Лана не ночевала дома, утром впорхнула в квартиру и сама призналась мне во всем, раздеваясь перед зеркалом. Она нисколько не стеснялась, она гордилась собой. «До сих пор ты с ним жила, теперь буду жить я», — прощебетала она. Лана окончательно обнаглела после бабушкиной смерти. Бабушка почти не говорила, но оставалась как бы моей союзницей. Теперь я была одна, и девчонка брала надо мной реванш. Я лежала на тахте и подводила итоги, как настоящая ростовщица. Весь вечер я ждала, что он сделает предложение мне или попросит руки моей дочери. Не знаю, как повела бы я себя во втором случае. Наверное, всплакнула бы и смирилась. Но он использовал мою дочь, как использовал меня, и намеревался продолжать в том же духе. Я вздрогнула от отвращения и вскочила с тахты, боясь, что меня вырвет. Канистра с бензином стояла в опасной близости от камина, я схватила ее и бросилась к двери. Минуты три я отпирала дверь. Секретное устройство было такое же, как в моей квартире; видно, Тейк считал его самым надежным. Наконец, я выскочила на холодную террасу и опрокинула канистру на порог.

Входя в дом, я заметила на подоконнике коробок спичек. Он пригодился мне теперь. Я зажгла сразу несколько спичек, бросила их в лужу бензина и захлопнула за собой дверь. Щелкнуло секретное устройство. Я выбежала во двор под холодный дождь, и затяжной приступ рвоты сотряс меня всю.

Я была уверена, что к двери уже невозможно подойти. Окна тоже не сразу откроешь; к тому же я знала, что после этого он спит непробудным сном часа два.

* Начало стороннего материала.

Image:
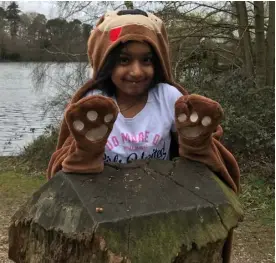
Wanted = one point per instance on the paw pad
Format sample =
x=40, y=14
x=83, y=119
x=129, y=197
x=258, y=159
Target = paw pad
x=194, y=117
x=97, y=133
x=206, y=121
x=92, y=115
x=108, y=118
x=182, y=117
x=78, y=125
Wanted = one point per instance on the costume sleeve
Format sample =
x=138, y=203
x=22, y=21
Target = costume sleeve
x=171, y=95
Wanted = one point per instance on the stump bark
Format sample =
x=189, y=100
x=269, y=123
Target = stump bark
x=142, y=212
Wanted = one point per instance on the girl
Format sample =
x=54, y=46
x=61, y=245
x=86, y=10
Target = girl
x=132, y=108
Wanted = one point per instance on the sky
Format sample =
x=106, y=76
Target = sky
x=43, y=7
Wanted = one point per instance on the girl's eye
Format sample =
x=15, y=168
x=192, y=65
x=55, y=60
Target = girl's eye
x=124, y=60
x=147, y=60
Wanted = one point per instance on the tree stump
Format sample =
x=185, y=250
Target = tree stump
x=149, y=211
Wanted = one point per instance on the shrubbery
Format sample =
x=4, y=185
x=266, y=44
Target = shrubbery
x=249, y=113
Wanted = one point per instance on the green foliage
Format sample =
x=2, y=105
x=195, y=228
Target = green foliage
x=249, y=112
x=37, y=154
x=257, y=197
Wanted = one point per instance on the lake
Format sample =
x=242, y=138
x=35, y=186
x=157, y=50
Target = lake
x=22, y=116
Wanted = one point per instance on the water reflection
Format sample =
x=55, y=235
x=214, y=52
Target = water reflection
x=22, y=116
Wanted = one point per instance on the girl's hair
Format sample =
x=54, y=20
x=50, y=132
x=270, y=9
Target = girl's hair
x=103, y=78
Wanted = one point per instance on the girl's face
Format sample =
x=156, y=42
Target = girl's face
x=134, y=71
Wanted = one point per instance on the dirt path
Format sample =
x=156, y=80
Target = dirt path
x=254, y=239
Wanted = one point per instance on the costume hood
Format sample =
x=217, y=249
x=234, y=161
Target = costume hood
x=117, y=27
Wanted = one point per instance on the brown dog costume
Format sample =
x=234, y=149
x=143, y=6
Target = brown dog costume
x=89, y=120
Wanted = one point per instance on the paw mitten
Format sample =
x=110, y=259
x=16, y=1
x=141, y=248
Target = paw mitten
x=90, y=122
x=197, y=119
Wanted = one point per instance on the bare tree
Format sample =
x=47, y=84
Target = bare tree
x=245, y=38
x=260, y=44
x=270, y=40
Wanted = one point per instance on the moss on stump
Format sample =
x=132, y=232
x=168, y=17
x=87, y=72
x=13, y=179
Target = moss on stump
x=152, y=212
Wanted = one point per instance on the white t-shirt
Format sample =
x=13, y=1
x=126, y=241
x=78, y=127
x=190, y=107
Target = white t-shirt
x=146, y=135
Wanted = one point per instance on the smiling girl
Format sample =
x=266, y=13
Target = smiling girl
x=132, y=108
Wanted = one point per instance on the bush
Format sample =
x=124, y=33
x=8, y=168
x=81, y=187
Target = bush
x=38, y=153
x=249, y=113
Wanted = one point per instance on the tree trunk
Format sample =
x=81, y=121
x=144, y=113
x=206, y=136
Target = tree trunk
x=245, y=39
x=270, y=39
x=260, y=44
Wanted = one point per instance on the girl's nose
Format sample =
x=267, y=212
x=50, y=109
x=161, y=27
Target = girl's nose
x=136, y=70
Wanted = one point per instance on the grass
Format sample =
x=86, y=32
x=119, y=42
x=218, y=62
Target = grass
x=258, y=198
x=16, y=181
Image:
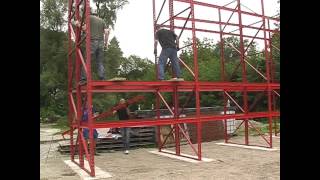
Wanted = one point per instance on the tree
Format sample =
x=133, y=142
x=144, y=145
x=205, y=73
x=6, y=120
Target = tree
x=107, y=10
x=52, y=14
x=113, y=57
x=53, y=73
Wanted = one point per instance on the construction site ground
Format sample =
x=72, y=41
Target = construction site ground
x=228, y=162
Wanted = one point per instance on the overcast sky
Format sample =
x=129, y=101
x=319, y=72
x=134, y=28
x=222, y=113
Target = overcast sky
x=134, y=26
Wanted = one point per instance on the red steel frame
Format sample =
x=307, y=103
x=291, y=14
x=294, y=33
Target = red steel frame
x=75, y=63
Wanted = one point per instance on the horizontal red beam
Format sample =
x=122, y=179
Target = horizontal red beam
x=227, y=9
x=223, y=23
x=170, y=121
x=211, y=31
x=182, y=86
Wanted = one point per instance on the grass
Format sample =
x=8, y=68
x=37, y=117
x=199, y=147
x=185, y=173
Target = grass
x=62, y=124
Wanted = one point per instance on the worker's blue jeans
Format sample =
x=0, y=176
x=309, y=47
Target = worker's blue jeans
x=125, y=133
x=165, y=54
x=98, y=55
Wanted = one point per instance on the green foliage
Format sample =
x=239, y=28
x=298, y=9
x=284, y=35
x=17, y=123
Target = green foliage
x=52, y=14
x=113, y=57
x=53, y=73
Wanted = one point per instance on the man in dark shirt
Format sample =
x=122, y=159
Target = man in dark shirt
x=170, y=45
x=124, y=114
x=99, y=39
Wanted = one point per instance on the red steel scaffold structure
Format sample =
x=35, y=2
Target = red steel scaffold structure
x=81, y=95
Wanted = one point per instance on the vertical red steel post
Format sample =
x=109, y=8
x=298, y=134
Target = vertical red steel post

Я удивлялась, как долго не дает себя знать огонь в доме. И то сказать, я стояла под холодным дождем, босая, в одном халатике. Всё мое существо хотело огня, хотя бы такого огня, чтобы согреться. Наконец, из окон вырвались языки пламени. Потом вспыхнули стены, и рухнула крыша.

Не помню, как я провела эту ночь. В лесу были другие дачи, но ближайшая стояла метрах в двухстах, и туда я не достучалась. Может быть, там, действительно, никого не было. Кажется, я сидела до рассвета под елкой, а утром дотащилась до шоссе и принялась голосовать.

До Москвы довез меня сердобольный водитель самосвала. Я чуть, было, не рассказала ему всё, но удержалась. Упомянула только, что сгорела наша дачка и муж не успел выбежать. Шофер высадил меня у подъезда моей квартиры. У меня не было ключей. Лана была дома. Она открыла мне и удивленно на меня взглянула. Я не разговаривала с ней после того утра. Я прошла в ванную, приняла горячий душ и села писать.

Написанное было задумано как собственноручные показания. Я предполагала сама предоставить их следователю. Но вот я перечитала свои каракули и передумала. Сам Тейк поднял бы меня на смех. Не лучше ли мне продолжать его дело? Все саквояжи остались мне. В некоторых из них твердая валюта.

Картотека Тейка тоже у меня. Никто в мире не докажет, что дачу подожгла я. Прометей Аркадьевич неосторожно обращался с огнем. Он оставил у горящего камина канистру с бензином. Мне стало плохо, я выбежала во двор, а в это время дом загорелся. Тут комар носа не подточит. Я продолжу дело Тейка, выпихну Лану замуж, сбуду ее с рук (это нетрудно) и себе найду кого-нибудь… Хотя бы давешнего шофера! Чем не мужчина? Он записал мой телефон. Мне же всего тридцать восемь лет. А сейчас я пойду на кухню, возьму противень и сожгу эти дурацкие листки. Поистине огонь — божественный дар Прометея.